Чтоб как-то возобновить разговор, спросил первое, что пришло на ум: 
- Слушай, Майкл, так как ты говоришь фамилия этой русской барыни, у которой твой отец приказчиком служил?
- Дед, дед служил. Управляющим, в украинской усадьбе графини Бобринской.
- Бобринские – знаменитая фамилия в истории России.
- Знаменитая достаточно. Коммунисты за это на стенку могли поставить, - на лице Майкла отобразилась значительность.
- К стенке, – поправил он Майкла.
- Да, к стенке. Из-за этого после войны мои родители в Польшу сбежали. Там я вырос, гимназию окончил.
- Ах, вот оно что - какой поляк не шляхтич!  - подумал он и спросил. - А как же тебе шведом удалось-то стать?
- Семья переехала в Швецию. Я на военную службу пошел.
- Как, служить? Ты же иностранец, да языка к тому же не знал, наверно.
- Во флот брали, много желающих не было. Зачем тебе это знать?
- Да так, люблю историю.
Майкл, прикрепи к его плечам золотые погоны – лучшего типажа для ностальгических фильмов о белой гвардии представить трудно. Соответствующий рост, короткая щеточка аккуратно подстриженных поседевших усов, голубой блеск еще не старых глаз на правильном, немолодом, но еще симпатичном лице.  И не дай бог подыграть его театральным амбициям - тут уж дым коромыслом!
- Зачем нужно это тебе, не понимаю?
- Ну что ты не понимаешь, Майкл? Хобби у меня такое. Я, видишь ли, по натуре философ, размышляю о жизни, то да сё. А как размышлять о жизни, не зная истории?
- Слушай! Ты такое говоришь! Зачем о жизни размышлять? Какая история? Ты посмотри, какие женщины рядом сидят, молодые, красивые. Их же резать нужно тебе! А ты - философия!
- Сейчас не говорят - резать, Майкл, сейчас говорят - трахать.
- Да, извини, немного перепутал.
- Ничего. А что, на шведском тоже есть такое понятие?
- Есть, конечно, а как же!

Спустя время, они вышли на ярко расцвеченные к Рождеству улицы, в толпу празднично настроенных горожан. Играла весёлая музыка, крутились карусели, перемигивались огоньки гирлянд, натянутых вдоль и поперек улиц, на разукрашенных игрушками ёлках и стенах зданий. У прилавков рождественского базара раскупались сладости, сувениры, толклись стайками любители горячего глювайна с чашками, дымящимися на морозном воздухе. Волнами наплывали с разных сторон запахи восточных приправ и поджариваемых на гриле сосисок. Жизнь в центре кипела, хотя было уже довольно поздно.
Они прошлись не торопясь вдоль центральной улицы, заглядывая в яркие витрины магазинов, долго спорили о качестве швейцарских часов, выставленных в одной из них, перешли к другой.

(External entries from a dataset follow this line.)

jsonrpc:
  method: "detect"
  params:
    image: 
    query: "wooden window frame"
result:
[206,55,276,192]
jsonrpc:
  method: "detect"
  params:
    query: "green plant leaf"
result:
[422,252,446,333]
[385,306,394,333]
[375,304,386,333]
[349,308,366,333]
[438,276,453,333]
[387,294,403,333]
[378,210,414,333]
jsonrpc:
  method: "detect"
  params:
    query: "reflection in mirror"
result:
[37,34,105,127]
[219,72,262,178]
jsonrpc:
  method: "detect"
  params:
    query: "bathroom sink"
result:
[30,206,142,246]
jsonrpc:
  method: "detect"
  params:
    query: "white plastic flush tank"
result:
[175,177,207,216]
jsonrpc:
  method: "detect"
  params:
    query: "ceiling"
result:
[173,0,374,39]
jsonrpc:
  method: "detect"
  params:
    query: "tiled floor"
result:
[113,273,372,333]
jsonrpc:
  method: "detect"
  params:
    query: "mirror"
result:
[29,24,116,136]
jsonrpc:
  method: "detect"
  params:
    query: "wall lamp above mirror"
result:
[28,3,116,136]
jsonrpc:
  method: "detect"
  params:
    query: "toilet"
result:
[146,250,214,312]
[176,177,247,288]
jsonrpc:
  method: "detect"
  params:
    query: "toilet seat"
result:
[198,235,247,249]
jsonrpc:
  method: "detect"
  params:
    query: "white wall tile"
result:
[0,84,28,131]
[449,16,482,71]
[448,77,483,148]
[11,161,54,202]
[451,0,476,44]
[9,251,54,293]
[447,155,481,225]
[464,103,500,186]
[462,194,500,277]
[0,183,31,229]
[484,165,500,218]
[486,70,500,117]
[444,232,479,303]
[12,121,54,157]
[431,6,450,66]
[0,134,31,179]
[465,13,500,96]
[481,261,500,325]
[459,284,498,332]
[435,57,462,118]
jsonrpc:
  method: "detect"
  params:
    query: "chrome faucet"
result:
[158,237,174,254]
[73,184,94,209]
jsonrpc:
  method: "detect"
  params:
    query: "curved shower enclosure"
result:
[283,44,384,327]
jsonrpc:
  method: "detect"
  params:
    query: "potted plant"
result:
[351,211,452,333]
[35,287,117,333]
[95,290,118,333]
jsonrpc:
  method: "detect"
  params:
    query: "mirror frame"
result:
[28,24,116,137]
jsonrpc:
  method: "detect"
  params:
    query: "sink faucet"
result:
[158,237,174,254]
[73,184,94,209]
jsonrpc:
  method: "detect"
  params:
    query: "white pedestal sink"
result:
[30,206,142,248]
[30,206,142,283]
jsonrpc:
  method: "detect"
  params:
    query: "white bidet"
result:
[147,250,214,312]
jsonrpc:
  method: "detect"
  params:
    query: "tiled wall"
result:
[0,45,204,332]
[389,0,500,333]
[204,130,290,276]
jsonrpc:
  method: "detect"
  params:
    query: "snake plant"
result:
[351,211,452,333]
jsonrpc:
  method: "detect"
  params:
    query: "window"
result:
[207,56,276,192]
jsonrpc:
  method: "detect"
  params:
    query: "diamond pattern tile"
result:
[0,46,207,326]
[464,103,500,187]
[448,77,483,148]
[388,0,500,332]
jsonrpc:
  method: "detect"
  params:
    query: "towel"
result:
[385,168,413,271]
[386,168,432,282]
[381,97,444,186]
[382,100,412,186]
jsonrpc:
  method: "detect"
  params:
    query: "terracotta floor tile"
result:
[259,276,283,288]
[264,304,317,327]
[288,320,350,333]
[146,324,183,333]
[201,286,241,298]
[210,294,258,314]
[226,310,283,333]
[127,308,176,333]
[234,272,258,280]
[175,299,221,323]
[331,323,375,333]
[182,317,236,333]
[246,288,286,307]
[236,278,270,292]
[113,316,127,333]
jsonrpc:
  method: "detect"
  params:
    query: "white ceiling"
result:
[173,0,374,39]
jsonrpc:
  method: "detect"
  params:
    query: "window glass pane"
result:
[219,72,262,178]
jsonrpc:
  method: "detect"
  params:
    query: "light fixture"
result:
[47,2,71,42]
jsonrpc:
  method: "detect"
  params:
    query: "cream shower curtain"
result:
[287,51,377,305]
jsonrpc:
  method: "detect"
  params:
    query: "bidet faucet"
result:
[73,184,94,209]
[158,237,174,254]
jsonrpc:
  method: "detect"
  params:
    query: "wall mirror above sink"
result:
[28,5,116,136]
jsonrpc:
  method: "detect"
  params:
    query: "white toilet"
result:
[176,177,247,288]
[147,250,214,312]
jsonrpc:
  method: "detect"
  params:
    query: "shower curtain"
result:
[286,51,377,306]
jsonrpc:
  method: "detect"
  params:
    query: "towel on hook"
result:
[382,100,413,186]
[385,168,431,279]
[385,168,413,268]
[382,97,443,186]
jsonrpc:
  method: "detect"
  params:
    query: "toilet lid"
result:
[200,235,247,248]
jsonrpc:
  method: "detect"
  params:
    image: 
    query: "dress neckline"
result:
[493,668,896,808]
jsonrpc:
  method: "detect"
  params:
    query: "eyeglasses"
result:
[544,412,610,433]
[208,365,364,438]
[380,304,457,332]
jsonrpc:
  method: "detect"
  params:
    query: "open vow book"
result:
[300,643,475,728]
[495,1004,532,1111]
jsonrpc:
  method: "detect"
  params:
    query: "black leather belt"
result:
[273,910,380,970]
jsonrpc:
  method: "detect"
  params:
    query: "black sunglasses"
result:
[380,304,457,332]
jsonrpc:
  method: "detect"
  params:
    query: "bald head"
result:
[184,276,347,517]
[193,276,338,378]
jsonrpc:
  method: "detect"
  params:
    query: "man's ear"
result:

- Смотри, какое пальто. У меня несколько штук такого фасона. Я все ждал, когда снова в моду войдут. Когда я жил в Штокхольме и у меня была собственная небольшая яхта...Ты знаешь, как престижно иметь в Штокхольме яхту, причалить у набережной, выйти из неё в дорогом костюме на улицу?! Что ты там бабкины лохмотья рассматриваешь?
- Во-первых, какие лохмотья, ты взгляни на цены! Во вторых - не бабкины, а бабские.
- Ну, так что? Нравятся бабские?
- Да, ничего. Вот, представил себе одну женщину в этой шубке и брючках.
- Какую женщину? Я знаю её?
- Нет, не знаешь. Ладно, пора по домам.
Они двинулись неторопливо в направлении подземки. Вдруг Майкл остановился у витрины бюро путешествий.
- Я хочу поехать куда-нибудь. Отдохнуть хочу.
- Я тоже. В горы, где много снега, солнца.
- Нет. Я где тепло хочу. Поеду в Египет. Вот жизнь! Купаться буду, загорать.
Вслух мечтательно размышляя о прелестях отдыха, каждый о своем, они сели в вагон подземки. До пригорода, в котором они жили, было минут двадцать езды, но Майклу предстояло еще проехать пару остановок автобусом, а ему пройти минут пятнадцать пешком.
- Ты что, любимой женщине звонишь? – снова спросил Майкл, увидев у него в руках мобильный телефон.
- Нет, сыну, - коротко бросил он в ответ. - Сынок, я еду домой, ты сможешь забрать меня от остановки? Ключ от машины, кажется, под зеркалом. Хорошо. Спасибо.
- Я когда на юге Германии жил, был у меня с женой ресторан. Хороший ресторан, большой, с перекусками разными.
- Закусками.
- Да, закусками. И собака была, красивая, большая, умная. Я любил с ней гулять, никогда на поводок не брал. А когда я собрался уезжать, она ко мне... на грудь лапами... скулит. Я не выдержал, заплакал.
Майкл вздохнул и прикрыл глаза ладонью.
В который раз ему хотелось расспросить Майкла о его последней жене, что случилось с его рестораном, но он не решился и вместо этого как можно веселей сказал:
- Что-то я никогда не видел, чтоб ты перекуску какую-то ел. Только кофе пьёшь да куришь.
- Ем. Почему не ем.
- А можно и не есть. Вообще не есть, понимаешь? Я знаю таких людей. Могут по нескольку месяцев ничего не есть. Я последний раз, когда на родину ездил, уже на обратном пути познакомился с одной молодой женщиной в поезде, в одном купе ехали.

  ***
  В билетных кассах всегда одно и то же, как и в советские времена, билетов нет, а поезда уходят полупустые. Оставшееся верхнее место в купе у туалета было всё, что можно было купить и в этот раз. То, что место было наверху, для него даже лучше, он не любил нижние полки, а вот соседство с туалетом таки давало о себе знать неприятными запахами и без конца хлопающими дверьми.
Вначале они ехали втроем. Мужчина уставшего вида, явно возвращавшийся из командировки, и девушка, лет двадцати на вид.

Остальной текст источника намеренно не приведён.